Modeling¶

Introduction¶

Bitcoin¶

Bitcoin is an electronic currency introduced in 2008 by Nakamoto. It was made possible by blockchain technology and allows for secure peer-to-peer transactions using cryptography.

Today, bitcoin (BTC) is the most important and widely used cryptocurrency. It is used in many financial and commercial activities.

Predicting the prices of cryptocurrencies is crucial for investors and academics in this field due to the frequent volatility of the price of this currency.

Predicting the price of cryptocurrencies is a time series prediction problem. The time step chosen for the project is a one-day interval for short-term prediction of the price.

financial cryptocurrency market¶

The financial cryptocurrency market, similar to traditional stock exchanges, operates through the buying and selling of digital assets.

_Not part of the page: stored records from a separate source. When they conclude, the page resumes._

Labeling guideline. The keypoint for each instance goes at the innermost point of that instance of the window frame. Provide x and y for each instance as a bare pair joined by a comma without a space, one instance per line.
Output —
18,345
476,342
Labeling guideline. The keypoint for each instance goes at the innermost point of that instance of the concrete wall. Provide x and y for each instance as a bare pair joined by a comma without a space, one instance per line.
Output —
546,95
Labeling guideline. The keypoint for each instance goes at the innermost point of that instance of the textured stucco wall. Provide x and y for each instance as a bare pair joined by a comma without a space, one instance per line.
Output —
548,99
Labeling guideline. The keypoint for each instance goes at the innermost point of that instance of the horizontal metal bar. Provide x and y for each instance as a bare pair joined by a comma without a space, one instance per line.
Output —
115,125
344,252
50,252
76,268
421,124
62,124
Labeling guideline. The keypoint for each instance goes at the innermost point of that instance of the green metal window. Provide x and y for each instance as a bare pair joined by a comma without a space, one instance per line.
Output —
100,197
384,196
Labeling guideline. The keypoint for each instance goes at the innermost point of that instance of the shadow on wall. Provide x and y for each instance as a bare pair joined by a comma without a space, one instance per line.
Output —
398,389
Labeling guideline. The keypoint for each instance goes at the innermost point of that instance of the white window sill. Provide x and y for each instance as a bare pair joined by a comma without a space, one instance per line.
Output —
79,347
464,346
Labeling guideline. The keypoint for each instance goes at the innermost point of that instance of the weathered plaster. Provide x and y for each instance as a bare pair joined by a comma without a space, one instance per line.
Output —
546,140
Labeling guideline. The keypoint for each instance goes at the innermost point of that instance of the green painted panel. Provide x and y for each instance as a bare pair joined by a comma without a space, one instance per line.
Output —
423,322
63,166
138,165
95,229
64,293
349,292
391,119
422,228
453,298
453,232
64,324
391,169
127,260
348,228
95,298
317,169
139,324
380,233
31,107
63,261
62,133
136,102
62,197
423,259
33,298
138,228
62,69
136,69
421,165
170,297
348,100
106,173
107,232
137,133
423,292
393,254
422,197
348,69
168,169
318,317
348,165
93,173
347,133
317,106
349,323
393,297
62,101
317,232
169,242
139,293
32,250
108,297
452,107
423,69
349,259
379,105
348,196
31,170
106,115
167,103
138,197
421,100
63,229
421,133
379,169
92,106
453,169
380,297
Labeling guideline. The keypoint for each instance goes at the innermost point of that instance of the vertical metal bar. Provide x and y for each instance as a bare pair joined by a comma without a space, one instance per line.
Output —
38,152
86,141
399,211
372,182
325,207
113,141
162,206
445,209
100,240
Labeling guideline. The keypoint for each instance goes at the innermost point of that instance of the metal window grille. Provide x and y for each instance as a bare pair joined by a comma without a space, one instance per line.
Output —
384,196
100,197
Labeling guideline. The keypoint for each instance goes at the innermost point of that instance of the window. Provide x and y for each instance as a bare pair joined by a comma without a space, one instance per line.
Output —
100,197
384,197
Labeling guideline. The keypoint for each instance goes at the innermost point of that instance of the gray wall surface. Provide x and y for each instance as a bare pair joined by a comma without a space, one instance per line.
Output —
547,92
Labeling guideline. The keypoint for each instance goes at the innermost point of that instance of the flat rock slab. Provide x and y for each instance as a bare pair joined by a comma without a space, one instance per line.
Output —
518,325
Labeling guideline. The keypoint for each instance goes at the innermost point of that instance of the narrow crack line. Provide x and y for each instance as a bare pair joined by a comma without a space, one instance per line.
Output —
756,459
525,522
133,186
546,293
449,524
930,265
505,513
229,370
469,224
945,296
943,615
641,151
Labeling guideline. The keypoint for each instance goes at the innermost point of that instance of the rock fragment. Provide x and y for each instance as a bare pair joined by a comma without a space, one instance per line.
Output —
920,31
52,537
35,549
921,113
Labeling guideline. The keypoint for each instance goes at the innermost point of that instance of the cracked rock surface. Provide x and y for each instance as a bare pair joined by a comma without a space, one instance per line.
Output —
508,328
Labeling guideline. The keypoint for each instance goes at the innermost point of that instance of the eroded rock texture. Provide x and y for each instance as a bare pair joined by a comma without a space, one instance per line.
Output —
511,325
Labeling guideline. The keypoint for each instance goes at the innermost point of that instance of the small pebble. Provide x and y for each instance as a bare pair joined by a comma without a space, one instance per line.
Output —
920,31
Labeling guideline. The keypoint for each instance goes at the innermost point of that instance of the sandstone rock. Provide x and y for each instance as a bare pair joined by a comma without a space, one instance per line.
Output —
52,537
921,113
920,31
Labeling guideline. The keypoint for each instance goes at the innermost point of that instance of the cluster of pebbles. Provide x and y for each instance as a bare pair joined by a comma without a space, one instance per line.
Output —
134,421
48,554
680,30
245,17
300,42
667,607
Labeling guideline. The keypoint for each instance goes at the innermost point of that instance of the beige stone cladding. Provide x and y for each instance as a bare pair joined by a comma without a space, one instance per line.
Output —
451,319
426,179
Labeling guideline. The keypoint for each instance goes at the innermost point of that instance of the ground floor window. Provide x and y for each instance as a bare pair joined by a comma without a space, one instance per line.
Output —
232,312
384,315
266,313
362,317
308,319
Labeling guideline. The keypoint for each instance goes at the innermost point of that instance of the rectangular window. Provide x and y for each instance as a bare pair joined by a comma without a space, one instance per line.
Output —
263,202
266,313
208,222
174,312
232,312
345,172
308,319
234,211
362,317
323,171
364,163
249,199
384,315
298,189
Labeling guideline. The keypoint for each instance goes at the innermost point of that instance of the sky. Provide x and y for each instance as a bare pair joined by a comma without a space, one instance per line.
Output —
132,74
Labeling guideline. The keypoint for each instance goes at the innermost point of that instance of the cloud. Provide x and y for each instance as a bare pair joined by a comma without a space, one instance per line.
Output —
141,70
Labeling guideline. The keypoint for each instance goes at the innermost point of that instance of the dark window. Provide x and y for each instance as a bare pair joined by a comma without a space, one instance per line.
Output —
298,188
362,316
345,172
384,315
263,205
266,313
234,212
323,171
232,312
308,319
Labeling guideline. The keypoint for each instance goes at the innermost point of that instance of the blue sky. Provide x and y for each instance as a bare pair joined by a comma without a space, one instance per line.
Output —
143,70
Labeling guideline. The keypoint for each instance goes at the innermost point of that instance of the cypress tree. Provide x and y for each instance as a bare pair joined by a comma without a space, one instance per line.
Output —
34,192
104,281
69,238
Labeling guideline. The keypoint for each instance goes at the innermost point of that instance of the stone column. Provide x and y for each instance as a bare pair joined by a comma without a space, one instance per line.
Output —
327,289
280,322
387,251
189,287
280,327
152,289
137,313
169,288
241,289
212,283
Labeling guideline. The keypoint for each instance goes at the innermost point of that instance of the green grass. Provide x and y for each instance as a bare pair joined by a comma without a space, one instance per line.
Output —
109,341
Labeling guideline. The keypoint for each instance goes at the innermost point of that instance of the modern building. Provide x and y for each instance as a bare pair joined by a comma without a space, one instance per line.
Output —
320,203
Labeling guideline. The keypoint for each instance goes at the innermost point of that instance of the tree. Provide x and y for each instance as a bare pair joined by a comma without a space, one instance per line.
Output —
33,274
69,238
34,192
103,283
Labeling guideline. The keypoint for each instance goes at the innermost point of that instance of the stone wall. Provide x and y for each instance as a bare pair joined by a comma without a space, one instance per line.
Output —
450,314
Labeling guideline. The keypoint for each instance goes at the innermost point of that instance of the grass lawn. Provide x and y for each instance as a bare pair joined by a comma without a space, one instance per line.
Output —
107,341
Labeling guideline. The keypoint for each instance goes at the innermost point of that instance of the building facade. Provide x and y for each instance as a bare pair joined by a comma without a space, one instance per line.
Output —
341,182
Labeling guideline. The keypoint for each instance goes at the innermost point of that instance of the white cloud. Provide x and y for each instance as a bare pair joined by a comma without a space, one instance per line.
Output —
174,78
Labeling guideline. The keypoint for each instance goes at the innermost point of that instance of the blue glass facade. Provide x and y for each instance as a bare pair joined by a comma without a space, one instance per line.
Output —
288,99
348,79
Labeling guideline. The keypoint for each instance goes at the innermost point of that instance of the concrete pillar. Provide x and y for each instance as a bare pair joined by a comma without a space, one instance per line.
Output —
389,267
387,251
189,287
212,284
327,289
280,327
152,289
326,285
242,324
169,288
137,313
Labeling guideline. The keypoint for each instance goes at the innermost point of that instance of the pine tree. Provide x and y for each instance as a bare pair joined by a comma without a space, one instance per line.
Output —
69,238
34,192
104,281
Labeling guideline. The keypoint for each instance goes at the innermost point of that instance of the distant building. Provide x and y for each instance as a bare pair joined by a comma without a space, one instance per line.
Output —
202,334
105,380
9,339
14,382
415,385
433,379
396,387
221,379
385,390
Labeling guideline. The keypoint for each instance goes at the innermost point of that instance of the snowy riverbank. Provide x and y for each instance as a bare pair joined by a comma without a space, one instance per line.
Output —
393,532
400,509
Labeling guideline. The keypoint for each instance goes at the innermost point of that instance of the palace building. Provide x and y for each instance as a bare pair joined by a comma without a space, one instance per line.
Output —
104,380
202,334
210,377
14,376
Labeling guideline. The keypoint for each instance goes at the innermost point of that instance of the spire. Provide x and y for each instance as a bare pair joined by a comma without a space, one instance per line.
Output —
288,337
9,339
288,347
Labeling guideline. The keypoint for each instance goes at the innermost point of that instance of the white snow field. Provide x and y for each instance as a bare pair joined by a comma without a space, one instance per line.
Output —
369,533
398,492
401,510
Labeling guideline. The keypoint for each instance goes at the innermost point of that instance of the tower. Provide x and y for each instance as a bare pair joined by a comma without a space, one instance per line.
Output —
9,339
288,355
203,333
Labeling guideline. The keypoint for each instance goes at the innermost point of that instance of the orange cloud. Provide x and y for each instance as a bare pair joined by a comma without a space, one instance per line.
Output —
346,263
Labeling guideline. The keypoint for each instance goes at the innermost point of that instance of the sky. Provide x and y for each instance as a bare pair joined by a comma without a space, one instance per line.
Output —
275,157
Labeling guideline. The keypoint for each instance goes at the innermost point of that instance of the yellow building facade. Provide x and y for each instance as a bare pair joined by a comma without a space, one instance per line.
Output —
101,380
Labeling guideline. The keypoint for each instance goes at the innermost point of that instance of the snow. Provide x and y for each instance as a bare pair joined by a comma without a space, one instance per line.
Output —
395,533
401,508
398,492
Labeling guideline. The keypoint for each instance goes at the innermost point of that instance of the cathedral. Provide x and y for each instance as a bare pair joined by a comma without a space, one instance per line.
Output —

Unlike stock exchanges where assets are shares in companies, cryptocurrencies are digital tokens that utilize blockchain technology.

Bitcoin, the first and most well-known cryptocurrency, has unique characteristics such as high volatility and 24/7 trading availability.

Predicting Bitcoin prices is crucial for financial strategy and profitability as it helps investors make informed decisions.

Price prediction of cryptocurrencies¶

In the literature on time series prediction, Machine Learning (ML) algorithms have been widely used. Due to the extreme volatility and lack of seasonality in the Bitcoin market, linear price prediction methods have proven to be unsuccessful.

Scientific studies have shown that Deep Learning models (Recurrent Neural Networks (RNN), Gradient Boosting Classifiers (GBC)) are particularly well-suited for short-term prediction of the Bitcoin market behavior, and that input technical variables such as past price, the evolution of Bitcoin returns over time, and characteristics of its blockchain (such as the number of BTC transactions) have the most significant impact on short-term prediction.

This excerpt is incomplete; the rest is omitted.